Wobei, ehrlich gesagt, mir persönlich Russ Ouelette's "Re-Inkarnation" (im Bild siehe unten... ...noch ohne Vorhersagen frühzeitigen Ablebens...)) deutlich besser schmeckt, als die Urmodelle aus der Alten Welt (siehe Bild oben...).
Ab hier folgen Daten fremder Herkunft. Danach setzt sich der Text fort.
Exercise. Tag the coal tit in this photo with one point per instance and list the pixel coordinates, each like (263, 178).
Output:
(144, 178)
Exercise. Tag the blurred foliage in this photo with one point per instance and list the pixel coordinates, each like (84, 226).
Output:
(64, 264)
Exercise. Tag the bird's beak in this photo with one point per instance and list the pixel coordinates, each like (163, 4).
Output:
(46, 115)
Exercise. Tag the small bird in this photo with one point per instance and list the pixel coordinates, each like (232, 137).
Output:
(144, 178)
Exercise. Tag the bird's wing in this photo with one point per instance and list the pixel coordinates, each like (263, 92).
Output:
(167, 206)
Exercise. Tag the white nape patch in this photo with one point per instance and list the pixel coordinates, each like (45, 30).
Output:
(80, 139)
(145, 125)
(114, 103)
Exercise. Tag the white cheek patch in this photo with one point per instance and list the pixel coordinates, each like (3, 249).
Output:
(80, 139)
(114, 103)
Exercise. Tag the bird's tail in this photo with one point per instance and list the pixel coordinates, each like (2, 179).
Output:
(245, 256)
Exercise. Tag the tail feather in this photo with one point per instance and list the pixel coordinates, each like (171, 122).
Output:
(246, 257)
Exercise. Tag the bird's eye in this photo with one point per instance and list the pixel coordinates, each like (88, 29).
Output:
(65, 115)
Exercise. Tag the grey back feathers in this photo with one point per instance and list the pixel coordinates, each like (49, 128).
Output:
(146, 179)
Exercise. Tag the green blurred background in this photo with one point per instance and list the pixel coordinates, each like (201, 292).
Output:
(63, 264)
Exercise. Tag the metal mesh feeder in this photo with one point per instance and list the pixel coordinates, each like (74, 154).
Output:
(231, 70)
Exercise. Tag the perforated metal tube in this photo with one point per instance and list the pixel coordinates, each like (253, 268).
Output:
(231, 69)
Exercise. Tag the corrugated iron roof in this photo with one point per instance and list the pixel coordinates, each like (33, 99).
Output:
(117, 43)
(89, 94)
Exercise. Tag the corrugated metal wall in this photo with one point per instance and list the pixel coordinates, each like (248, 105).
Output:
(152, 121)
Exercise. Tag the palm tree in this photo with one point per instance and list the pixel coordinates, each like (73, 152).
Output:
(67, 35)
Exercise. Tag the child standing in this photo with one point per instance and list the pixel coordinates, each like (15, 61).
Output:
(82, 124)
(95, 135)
Nachteil: Für ein Dösl "Alten" bekäme man allermindesten 10 Dösln "Neuen"... ...solvente Chinesen vorausgesetzt... :P

Happy puffing,
Rainer
PS: Offensichtlich hatte das Original wohl auch seinen Fan... ...die Tiefen dieses ultimativ-genialen Forums sind ergründlich... ;)
Beitrag von rainerbarbi am 25. Oktober 2007 um 20:12
Als "Bengal Slice" Vernichter seit mehr als 15 Jahren bin ich ja weidlich bekannt. Und mit dem Produkt habe ich auch so meine Erfahrungen gemacht.